Qena’s attitude to outsiders developed in spite of—or perhaps because of—its traditional role as a rendezvous for caravans of pilgrims travelling to and from Mecca. Like Qift, Qena is located at the Nile Valley terminus of a major route across the Eastern Desert, a route that was especially busy in medieval times and remains so today. Among the pilgrims who came to Qena was the man to whom the city’s main mosque is dedicated. Sheikh Abd al-Rahim al-Qenawi, a Sufi holy man, died at Qena in 1196 and his tomb is a favourite place of pilgrimage. His annual moulid (festival) is an important event, attended by officials from throughout the Qena province. Local people have pictures of al-Qenawi in their homes, and pray to him as an intercessor. But like Heqaib of Elephantine, the original reas
on for his fame has been forgotten: it is enough that he is a holy man, their holy man.
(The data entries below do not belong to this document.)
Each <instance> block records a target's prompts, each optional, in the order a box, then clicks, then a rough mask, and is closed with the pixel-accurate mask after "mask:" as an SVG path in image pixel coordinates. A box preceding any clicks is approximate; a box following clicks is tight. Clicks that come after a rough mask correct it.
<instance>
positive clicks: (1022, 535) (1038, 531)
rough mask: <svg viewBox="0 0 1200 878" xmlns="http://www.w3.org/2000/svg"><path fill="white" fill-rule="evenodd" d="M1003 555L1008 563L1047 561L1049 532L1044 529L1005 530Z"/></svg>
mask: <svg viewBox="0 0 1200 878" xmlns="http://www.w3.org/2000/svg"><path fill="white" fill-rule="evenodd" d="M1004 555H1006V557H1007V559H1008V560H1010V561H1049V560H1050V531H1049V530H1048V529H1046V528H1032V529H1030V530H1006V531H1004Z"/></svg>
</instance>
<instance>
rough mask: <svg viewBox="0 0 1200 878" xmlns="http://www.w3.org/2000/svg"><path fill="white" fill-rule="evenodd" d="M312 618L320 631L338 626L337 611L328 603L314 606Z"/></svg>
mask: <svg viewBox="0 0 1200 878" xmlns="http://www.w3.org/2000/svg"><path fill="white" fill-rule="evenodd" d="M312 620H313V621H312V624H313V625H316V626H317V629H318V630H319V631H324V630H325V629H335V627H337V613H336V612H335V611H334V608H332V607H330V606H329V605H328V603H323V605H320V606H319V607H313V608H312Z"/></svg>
While Egyptians come to Qena to pray at the shrine of al-Qenawi, foreign visitors to Egypt pass this way on a different pilgrimage. For them, coming principally from Luxor, Qena is best known for the road junction that leads to Dendera. There are better preserved temples in Egypt; there are more dramatically situated temples; and there are larger temples. But no other has the same allure as Dendera, a Roman temple dedicated to an Egyptian goddess. In 1828, six years after publishing his Lettre à Monsieur Dacier, which correctly proposed the key to the decipherment of hieroglyphics, Jean-François Champollion visited Egypt for the first time. Of all the monuments he toured, the temple of Dendera made the biggest impression. Mooring by the banks of the Nile on a moonlit night, Champollion and his party could not wait until the morning, such was their excitement at the prospect of seeing Dendera for themselves. They rushed ashore and took off across the fields, without any proper sense of direction. With their white hooded garments, guns and sabres, they must have presented an alarming sight. As Champollion himself recalled, “An Egyptian would have taken us for Bedouins.”24 On reaching the temple, they wandered among the ruins for two hours, in a state of rapture. The breathtaking architecture of Dendera made them “drunk wth admiration … the propylon, flooded with a heavenly light—what a sensation! Perfect peace and mysterious magic reigned under the portico with its gigantic columns—and outside the moonlight was blinding! Strange and wonderful contrast!”25 Tragically, just seven years later, a quarter of the temple of Dendera was quarried away to provide materials for a saltpetre factory.